# Simple L5 improvement



## small.planes (Oct 14, 2008)

Evening,
First post here, so I thought Id make it a useful tool thingy 











It a block that replaces the top slide from my Harrison L5. I dont use the topslide much, and removing a slide should help with the rigidity.
Its been sat clamped to my mill table (Love having a big mill, can leave jobs setup and still use the rest of it ) for a couple of weeks, as I needed a 13mm (1/2" actually) collet to hold the woodruff cutter I borrowed (Thanks John) to press into service as a T Slot cutter.
This is the scariest cut Ive made so far on my mill, the slot is full width of the (borrowed) cutter, the small part of the T is 16.5mm across. The block is a piece of Thyroplast 2085 I picked up, its a stainless mould steel. Its hard, but it does polish up nicely though.

Dave


----------



## CrewCab (Oct 14, 2008)

Dave ........... welcome aboard 

CC


----------



## wareagle (Oct 14, 2008)

Dave, welcome to HMEM. Glad to have you with us! May I suggest that you introduce yourself in the Welcome Area as not everyone will be reading each and every post. 

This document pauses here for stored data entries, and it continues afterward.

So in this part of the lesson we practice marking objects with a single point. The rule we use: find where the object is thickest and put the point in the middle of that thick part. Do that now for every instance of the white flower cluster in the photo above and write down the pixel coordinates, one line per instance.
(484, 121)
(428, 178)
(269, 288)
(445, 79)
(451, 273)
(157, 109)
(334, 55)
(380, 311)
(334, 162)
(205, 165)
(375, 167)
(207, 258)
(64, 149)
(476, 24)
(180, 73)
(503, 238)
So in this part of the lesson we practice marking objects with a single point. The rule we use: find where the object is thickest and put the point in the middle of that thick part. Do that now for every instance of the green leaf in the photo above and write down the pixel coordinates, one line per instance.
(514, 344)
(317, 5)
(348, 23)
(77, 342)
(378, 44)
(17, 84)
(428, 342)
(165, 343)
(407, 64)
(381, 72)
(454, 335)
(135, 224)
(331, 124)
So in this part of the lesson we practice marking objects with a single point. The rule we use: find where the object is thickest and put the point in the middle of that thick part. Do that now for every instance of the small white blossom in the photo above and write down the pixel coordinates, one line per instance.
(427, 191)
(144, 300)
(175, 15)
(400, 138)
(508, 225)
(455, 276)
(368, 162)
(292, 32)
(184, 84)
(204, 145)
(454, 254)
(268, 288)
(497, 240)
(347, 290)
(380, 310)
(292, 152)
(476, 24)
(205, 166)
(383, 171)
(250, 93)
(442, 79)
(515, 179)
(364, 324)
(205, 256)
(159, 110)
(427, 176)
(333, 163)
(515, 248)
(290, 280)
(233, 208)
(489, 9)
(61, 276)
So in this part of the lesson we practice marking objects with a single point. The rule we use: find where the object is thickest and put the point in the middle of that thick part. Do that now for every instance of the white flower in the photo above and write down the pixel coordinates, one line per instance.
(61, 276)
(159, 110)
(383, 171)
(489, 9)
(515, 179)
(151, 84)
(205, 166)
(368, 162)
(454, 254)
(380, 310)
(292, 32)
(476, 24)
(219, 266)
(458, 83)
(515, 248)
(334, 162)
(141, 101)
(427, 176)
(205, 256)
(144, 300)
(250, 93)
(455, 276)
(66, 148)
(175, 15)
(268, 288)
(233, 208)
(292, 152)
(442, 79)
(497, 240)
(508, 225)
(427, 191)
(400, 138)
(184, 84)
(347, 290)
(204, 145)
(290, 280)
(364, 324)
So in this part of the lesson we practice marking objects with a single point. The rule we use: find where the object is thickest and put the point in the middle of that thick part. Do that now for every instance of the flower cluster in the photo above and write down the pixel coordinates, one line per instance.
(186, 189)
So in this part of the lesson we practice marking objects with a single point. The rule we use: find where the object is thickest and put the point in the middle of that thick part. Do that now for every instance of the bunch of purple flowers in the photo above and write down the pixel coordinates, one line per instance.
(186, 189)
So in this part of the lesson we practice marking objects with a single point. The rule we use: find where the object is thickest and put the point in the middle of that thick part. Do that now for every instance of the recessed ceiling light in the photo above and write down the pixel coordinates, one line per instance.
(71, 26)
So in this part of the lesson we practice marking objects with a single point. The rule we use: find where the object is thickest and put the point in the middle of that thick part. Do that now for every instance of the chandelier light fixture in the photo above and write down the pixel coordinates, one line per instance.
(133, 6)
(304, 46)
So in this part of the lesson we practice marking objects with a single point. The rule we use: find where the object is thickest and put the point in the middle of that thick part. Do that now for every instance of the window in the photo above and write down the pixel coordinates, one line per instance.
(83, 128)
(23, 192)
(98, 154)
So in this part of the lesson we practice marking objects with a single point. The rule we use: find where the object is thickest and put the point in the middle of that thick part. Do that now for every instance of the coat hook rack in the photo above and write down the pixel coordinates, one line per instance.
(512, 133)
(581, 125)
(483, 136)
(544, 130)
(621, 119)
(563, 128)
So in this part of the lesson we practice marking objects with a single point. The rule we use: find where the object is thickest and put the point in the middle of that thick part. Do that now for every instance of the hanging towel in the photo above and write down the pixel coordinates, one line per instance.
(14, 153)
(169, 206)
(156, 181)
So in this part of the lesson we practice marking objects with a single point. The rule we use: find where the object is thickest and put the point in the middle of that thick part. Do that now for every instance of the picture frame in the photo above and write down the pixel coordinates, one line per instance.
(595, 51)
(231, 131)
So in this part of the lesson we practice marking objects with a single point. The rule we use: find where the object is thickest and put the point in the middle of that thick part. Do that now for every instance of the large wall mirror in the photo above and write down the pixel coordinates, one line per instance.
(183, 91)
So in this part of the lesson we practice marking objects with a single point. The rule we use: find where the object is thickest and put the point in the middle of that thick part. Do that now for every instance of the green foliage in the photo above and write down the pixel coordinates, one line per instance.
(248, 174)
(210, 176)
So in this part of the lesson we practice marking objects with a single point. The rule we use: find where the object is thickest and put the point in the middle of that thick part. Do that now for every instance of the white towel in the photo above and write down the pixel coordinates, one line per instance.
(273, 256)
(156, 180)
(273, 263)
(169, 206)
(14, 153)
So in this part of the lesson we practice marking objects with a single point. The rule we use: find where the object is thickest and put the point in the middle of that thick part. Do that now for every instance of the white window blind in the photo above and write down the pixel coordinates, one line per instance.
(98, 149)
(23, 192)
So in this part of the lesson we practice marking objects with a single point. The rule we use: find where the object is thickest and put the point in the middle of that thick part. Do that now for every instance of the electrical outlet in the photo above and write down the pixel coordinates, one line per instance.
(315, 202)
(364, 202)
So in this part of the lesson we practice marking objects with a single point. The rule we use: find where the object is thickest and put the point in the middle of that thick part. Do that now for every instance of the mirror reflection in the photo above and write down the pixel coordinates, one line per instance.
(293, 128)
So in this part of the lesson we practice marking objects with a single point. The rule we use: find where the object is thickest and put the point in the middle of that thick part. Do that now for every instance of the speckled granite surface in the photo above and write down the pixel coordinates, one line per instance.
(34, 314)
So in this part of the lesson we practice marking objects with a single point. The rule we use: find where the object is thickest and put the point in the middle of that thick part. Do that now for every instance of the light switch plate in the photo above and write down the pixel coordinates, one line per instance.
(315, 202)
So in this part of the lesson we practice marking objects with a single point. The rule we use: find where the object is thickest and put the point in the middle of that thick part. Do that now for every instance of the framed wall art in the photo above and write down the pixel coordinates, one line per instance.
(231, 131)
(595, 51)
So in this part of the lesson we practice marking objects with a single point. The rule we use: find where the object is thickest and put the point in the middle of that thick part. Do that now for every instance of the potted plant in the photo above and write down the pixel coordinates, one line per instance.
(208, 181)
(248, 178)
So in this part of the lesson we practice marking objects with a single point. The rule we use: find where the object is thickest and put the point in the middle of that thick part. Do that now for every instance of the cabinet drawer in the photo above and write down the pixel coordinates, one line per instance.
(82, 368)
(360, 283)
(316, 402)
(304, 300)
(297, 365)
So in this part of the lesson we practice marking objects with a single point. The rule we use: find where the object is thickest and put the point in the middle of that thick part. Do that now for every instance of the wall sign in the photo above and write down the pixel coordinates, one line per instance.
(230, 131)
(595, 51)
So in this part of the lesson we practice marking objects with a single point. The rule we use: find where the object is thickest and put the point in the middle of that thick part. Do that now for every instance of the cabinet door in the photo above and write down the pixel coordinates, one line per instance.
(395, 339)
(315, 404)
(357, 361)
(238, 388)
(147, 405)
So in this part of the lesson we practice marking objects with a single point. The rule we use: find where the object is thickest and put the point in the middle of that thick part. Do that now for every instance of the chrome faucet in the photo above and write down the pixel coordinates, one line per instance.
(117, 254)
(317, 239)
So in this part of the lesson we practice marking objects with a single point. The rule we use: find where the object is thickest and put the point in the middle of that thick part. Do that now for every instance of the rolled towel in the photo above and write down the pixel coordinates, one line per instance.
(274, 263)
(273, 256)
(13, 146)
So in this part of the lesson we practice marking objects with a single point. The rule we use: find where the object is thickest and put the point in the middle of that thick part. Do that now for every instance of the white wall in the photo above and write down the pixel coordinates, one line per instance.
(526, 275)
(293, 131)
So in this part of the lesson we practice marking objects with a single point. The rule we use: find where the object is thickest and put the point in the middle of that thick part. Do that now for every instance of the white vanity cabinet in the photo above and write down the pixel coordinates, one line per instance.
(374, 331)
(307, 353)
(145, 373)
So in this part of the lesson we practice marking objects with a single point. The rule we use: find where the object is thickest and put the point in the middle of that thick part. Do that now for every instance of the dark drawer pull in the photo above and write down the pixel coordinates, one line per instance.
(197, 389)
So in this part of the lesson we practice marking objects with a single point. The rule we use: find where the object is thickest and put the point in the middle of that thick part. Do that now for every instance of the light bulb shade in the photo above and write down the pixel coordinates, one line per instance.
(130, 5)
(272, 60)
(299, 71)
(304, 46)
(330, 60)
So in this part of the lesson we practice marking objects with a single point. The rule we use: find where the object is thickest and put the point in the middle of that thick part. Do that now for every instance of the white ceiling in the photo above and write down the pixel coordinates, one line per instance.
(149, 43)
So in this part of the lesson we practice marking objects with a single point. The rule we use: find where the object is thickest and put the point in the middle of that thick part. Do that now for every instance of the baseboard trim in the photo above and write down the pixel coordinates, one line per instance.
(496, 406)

Your tool block thingy  looks great! Did you have any trouble cutting the materail with the woodruff cutter? I imagine that stuff is easy to work harden.


----------



## rake60 (Oct 14, 2008)

Welcome to HMEM Dave.

Using T Slot cutters are often a charactor building experiences.
Happy to see all went well for your project.

Rick


----------



## small.planes (Oct 15, 2008)

I suspect it will work harden as bad as normal stainless, its composition is 0.33%C; 16% Chromium: 0.5% Nickel, and with 0.05% sulphur for easier machining! I used plenty of sulphated cutting oil, and the power feed, so just a steady cut, and no rubbing, which AFAIK is how to deal with stainless.

The main part of the character building is using someone elses cutter because you didnt want to fork out *how much!* for a single job...

Dave


----------